Karamollaoğlu’ndan muhalefete çağrı
CHP’nin gençleri sokağa çağırmasını da değerlendiren Karamollaoğlu, “Hiçbir problemin çözümü sokakta olamaz. Bir takım hataların olmasına rağmen, bunun sokakta çözüleceğine inanmıyorum. Böyle bir şeye teşebbüs edilmesini de doğru bulmuyorum. Ancak şunu ifade etmeden de geçemiyorum. Biz bu anayasa değişikliği için 3 nokta üzerinde durmuştuk. Anayasada kuvvetler ayrılığını savunduk. ‘Meclis kendi iradesine sahip olmalı’ dedik. Adalet yürütmenin etkisinde kalma intibaını bile doğursa sıkıntı olur. YSK karar verirken sandıklardaki itirazlardan başlayarak ilçe seçim kurulu, il seçim kurulu aşamasından geçilmesini beklemesi lazımdır.
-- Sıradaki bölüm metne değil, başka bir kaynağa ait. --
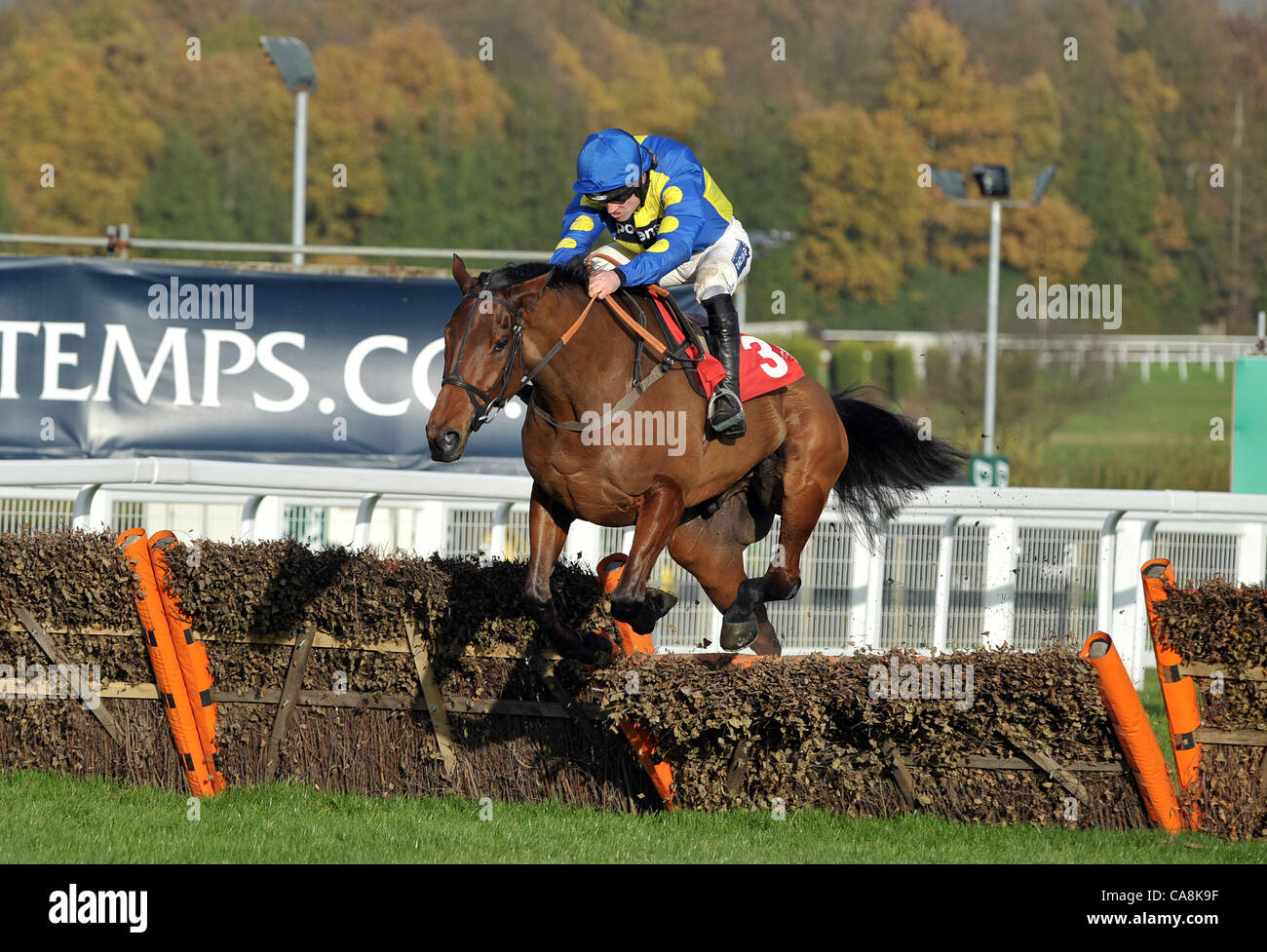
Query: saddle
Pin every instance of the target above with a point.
(684, 341)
Kurulda görüşülmeden YSK başkanı açıklama yaptı. Bu açıklama endişeye mahal verdi. Biz bu tartışmanın içine girmeyi doğru bulmuyoruz. Ancak 850 bin civarında geçersiz oy var. Mühürsüz pusulalar var. YSK'nınnın tartışılan bir konu üzerinde hüküm olmadan yorum yapması yanlıştır. Keşke bunlar olmasaydı. Muhalefet partisi mensuplarına çağrıda bulunuyorum. Türkiye’yi bir sıkıntının içine sokacak beyanlarda bulunmasınlar, adım atmasınlar. Hukuk içerisinde çözüm arasınlar" dedi.